I agree with the candidates that say they aren't against growth but the are against sprawl and they are against letting ANY and every retail chain store do anything they want unencumbered here.

Richard Heckler 7 years, 8 months ago

Do ciitizens really want Wal-Mart to build another grocery store in the 6th&Wakie area if Dillons or HyVee go out of business as a result? This would produce no net gain in jobs or tax revenue for our city. These stores put their money at risk long before hundreds and hundreds of homes became the order of the day. Don't other small business owners in the 6th and Wakarusa area deserve some respect for placing their money at risk, filling in spaces, generating revenue and providing employment?

Economic and Retail Impact Studies shed light on these important matters.

"I agree with the candidates that say they aren't against economic growth but they are against sprawl and they are against letting ANY and every retail chain store do anything they want unencumbered here."

Ditto

blackwalnut 7 years, 8 months ago

The comments in here about different stores prove we need variety in stores - not monopolies of a few brands.

altarego 7 years, 8 months ago

How about we have an election to decide which stores "we" need here in town and where "we" think they ought to go instead of spending time on this silly commision race. Then it's a simple matter of notifying the lucky property owners and investors and all the stupid customers who aren't shopping where they're supposed to shop as to what their new assignments are.

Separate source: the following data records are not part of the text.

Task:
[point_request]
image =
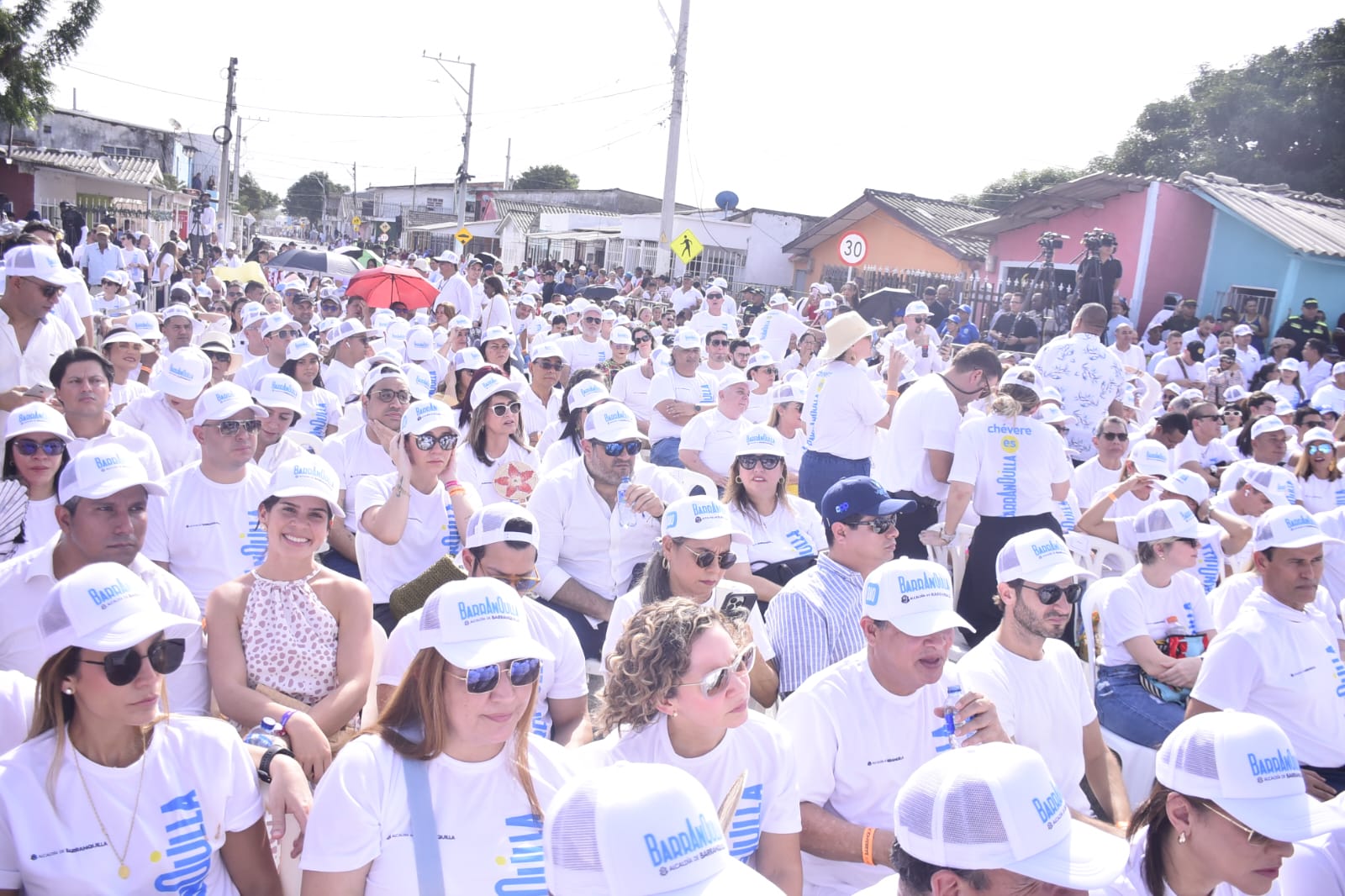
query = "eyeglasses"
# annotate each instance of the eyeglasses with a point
(232, 427)
(705, 557)
(715, 681)
(27, 447)
(1051, 593)
(427, 441)
(123, 667)
(483, 678)
(618, 448)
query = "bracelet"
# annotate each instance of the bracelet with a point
(867, 845)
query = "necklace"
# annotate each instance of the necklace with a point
(123, 871)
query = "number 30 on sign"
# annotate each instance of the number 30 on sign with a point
(853, 248)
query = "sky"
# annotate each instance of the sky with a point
(791, 105)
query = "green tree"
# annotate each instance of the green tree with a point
(311, 194)
(546, 178)
(252, 197)
(27, 60)
(1278, 119)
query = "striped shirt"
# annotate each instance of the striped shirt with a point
(814, 620)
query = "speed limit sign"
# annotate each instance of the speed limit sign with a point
(853, 248)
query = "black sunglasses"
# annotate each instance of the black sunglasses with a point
(447, 441)
(705, 557)
(123, 667)
(483, 678)
(1051, 593)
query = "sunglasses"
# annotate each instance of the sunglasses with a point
(705, 557)
(483, 678)
(232, 427)
(618, 448)
(447, 441)
(1051, 593)
(27, 447)
(123, 667)
(715, 681)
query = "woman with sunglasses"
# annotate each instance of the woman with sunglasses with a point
(450, 782)
(35, 452)
(693, 555)
(782, 535)
(417, 513)
(1224, 814)
(678, 694)
(109, 794)
(1154, 629)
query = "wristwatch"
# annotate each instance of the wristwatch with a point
(264, 766)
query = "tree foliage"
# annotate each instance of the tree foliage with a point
(27, 60)
(546, 178)
(311, 194)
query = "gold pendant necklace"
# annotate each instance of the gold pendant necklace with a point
(123, 869)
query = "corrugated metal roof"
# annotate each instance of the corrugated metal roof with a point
(143, 171)
(1306, 222)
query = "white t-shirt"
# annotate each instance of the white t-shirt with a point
(424, 540)
(198, 786)
(488, 838)
(562, 678)
(759, 747)
(1010, 463)
(208, 532)
(854, 744)
(1042, 704)
(1142, 609)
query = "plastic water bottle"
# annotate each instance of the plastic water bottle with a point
(950, 709)
(266, 735)
(625, 513)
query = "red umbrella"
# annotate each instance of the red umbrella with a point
(381, 287)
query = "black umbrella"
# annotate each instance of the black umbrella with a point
(884, 304)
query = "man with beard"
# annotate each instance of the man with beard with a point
(1033, 678)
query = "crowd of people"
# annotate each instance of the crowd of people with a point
(571, 580)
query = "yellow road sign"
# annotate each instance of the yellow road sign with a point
(686, 246)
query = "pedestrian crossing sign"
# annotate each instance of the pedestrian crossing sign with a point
(686, 246)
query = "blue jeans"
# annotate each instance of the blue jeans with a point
(663, 452)
(1125, 708)
(820, 472)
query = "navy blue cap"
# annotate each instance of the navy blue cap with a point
(858, 497)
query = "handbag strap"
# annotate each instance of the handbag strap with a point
(430, 867)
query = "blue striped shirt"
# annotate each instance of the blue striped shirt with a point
(814, 620)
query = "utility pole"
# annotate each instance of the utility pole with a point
(665, 259)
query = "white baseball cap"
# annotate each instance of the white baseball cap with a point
(641, 829)
(914, 595)
(279, 390)
(1170, 519)
(612, 421)
(307, 477)
(697, 517)
(104, 607)
(1037, 556)
(1289, 526)
(477, 622)
(222, 401)
(423, 416)
(995, 806)
(1246, 764)
(104, 470)
(488, 525)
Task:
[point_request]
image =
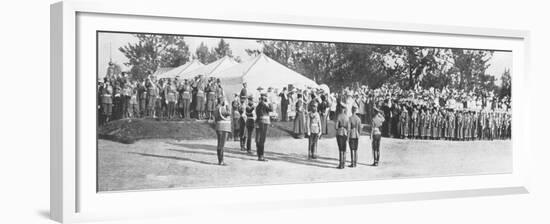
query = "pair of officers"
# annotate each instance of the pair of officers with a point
(260, 112)
(348, 130)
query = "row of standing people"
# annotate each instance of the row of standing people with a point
(420, 122)
(170, 99)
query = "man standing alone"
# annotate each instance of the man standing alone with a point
(262, 121)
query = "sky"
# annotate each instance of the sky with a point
(109, 43)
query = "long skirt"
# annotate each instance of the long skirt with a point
(324, 124)
(299, 124)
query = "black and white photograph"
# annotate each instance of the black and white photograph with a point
(191, 111)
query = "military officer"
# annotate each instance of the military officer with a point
(236, 115)
(250, 118)
(354, 134)
(107, 102)
(376, 135)
(223, 127)
(342, 129)
(313, 129)
(262, 123)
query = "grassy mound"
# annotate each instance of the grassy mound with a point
(130, 130)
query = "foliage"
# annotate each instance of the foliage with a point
(154, 51)
(506, 85)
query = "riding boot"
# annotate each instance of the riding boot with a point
(352, 154)
(343, 160)
(339, 160)
(355, 158)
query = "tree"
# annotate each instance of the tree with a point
(154, 51)
(113, 69)
(471, 65)
(506, 85)
(204, 55)
(223, 49)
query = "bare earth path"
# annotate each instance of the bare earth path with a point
(166, 163)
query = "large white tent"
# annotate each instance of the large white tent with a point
(182, 69)
(212, 68)
(161, 71)
(261, 71)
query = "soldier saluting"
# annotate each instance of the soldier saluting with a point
(262, 122)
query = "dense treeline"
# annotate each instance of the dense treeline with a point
(336, 64)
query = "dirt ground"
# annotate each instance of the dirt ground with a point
(167, 163)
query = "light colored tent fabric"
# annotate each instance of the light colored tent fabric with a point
(161, 71)
(180, 70)
(212, 68)
(264, 72)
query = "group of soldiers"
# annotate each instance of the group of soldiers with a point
(120, 97)
(390, 111)
(448, 114)
(416, 121)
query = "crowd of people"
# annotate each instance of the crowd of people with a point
(120, 97)
(437, 114)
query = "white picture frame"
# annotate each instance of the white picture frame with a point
(72, 197)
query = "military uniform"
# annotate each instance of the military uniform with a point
(314, 131)
(185, 95)
(152, 92)
(414, 123)
(262, 123)
(235, 115)
(422, 124)
(299, 120)
(250, 118)
(404, 123)
(242, 124)
(342, 127)
(107, 103)
(200, 104)
(171, 96)
(223, 127)
(376, 137)
(142, 98)
(354, 134)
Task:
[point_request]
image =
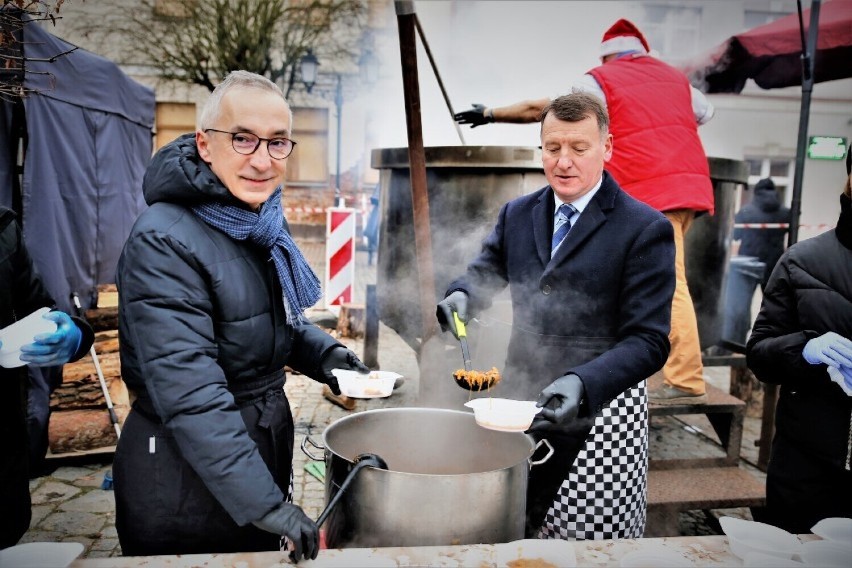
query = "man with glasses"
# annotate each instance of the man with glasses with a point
(213, 291)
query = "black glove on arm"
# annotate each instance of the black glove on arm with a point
(475, 116)
(340, 358)
(455, 302)
(289, 520)
(560, 404)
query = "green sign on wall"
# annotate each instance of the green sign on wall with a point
(827, 147)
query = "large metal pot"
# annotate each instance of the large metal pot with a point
(448, 480)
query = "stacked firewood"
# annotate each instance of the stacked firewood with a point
(79, 419)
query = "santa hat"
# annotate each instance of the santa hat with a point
(623, 36)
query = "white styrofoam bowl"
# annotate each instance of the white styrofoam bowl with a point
(503, 414)
(41, 554)
(375, 384)
(745, 537)
(21, 333)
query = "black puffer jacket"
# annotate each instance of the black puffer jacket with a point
(765, 244)
(809, 294)
(200, 314)
(21, 293)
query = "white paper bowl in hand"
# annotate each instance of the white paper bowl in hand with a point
(834, 528)
(503, 414)
(745, 537)
(21, 333)
(375, 384)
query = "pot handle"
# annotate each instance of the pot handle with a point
(545, 458)
(305, 450)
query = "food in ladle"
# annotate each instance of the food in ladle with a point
(478, 380)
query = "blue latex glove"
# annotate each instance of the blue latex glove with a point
(830, 348)
(847, 375)
(559, 403)
(51, 349)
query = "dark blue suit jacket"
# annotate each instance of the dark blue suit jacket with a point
(601, 308)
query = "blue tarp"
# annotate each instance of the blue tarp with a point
(89, 130)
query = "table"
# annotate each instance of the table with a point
(695, 550)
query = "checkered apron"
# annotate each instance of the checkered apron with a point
(604, 496)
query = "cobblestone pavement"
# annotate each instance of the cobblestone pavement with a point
(69, 504)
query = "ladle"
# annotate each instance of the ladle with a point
(463, 382)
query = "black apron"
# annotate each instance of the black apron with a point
(163, 506)
(594, 485)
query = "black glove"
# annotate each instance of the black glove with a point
(475, 116)
(289, 520)
(455, 302)
(340, 358)
(560, 404)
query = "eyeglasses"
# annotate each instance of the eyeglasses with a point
(247, 143)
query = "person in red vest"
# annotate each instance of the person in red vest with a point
(657, 158)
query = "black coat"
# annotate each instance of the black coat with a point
(201, 318)
(21, 293)
(767, 245)
(809, 294)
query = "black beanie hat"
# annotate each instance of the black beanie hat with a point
(765, 183)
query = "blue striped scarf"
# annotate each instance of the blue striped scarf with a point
(301, 286)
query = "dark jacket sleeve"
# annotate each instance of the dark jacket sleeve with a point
(25, 292)
(774, 348)
(310, 346)
(87, 340)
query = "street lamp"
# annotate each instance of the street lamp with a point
(309, 65)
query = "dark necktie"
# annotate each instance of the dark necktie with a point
(565, 211)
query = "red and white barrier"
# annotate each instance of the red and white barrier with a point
(339, 257)
(778, 226)
(305, 210)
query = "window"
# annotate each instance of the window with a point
(308, 164)
(673, 31)
(779, 169)
(173, 119)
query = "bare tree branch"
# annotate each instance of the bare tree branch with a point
(200, 41)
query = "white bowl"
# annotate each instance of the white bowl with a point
(834, 528)
(826, 553)
(503, 414)
(41, 554)
(745, 537)
(21, 333)
(375, 384)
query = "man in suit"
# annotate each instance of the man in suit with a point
(590, 272)
(658, 159)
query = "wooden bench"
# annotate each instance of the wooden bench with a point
(671, 491)
(726, 414)
(702, 483)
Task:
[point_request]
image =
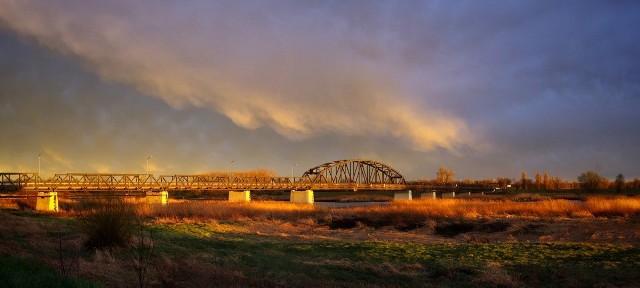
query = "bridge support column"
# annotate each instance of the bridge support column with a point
(402, 195)
(301, 196)
(47, 201)
(433, 195)
(240, 196)
(451, 194)
(161, 197)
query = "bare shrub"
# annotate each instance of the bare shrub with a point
(108, 225)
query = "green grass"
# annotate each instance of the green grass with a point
(15, 272)
(404, 264)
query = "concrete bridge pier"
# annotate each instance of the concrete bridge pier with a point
(240, 196)
(301, 196)
(47, 201)
(402, 195)
(161, 197)
(432, 194)
(451, 194)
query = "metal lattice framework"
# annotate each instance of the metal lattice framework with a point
(337, 175)
(354, 171)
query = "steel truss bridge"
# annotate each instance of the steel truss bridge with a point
(354, 174)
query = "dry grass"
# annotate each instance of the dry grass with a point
(618, 206)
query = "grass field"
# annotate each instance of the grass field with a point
(426, 243)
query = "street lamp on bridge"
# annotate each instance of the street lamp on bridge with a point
(292, 177)
(148, 163)
(39, 156)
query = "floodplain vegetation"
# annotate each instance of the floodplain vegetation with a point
(126, 242)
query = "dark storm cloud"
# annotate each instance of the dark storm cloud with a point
(487, 87)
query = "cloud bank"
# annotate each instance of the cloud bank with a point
(302, 72)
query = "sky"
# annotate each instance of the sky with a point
(487, 88)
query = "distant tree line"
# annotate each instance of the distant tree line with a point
(589, 181)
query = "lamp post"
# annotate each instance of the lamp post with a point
(38, 177)
(231, 173)
(292, 177)
(148, 163)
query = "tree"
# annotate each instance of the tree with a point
(590, 180)
(445, 175)
(619, 183)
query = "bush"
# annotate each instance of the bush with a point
(108, 226)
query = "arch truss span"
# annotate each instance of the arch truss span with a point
(354, 172)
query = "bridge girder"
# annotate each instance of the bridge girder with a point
(353, 171)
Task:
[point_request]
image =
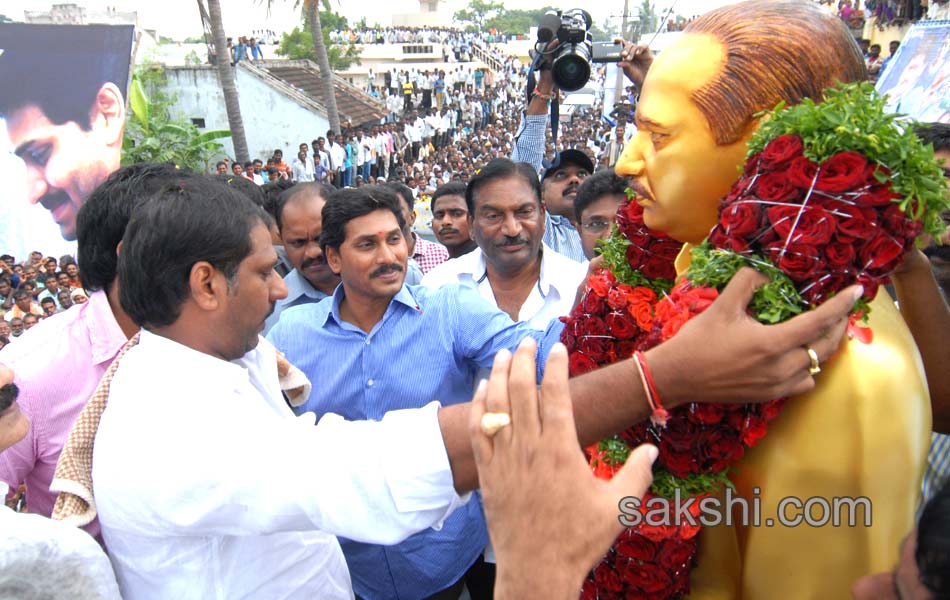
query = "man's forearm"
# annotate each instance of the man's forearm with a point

bearded_gnome 7 years, 8 months ago

so, now it is further revealed, Merrill is completely opposed to the free market, believing it "socialism for the wealthy." amazing. wonder where he got his economics edumication?

Posted by Obamillary ( anonymous) on March 12, 2007 at 10:41 a.m. ( Suggest removal)

Is Merrill a left wing computer software program that spams the forum with nonsensical left wing propoganda?

jafs 7 years, 8 months ago

The concept of a free market only works if there are NO government subsidies at all.

That would mean NO tax abatements.

Also it only works if there are not huge monopolies.

That would mean enforcing anti-trust legislation, which we apparently are not doing.

Unless we do the abovementioned things, we are not operating in a free market.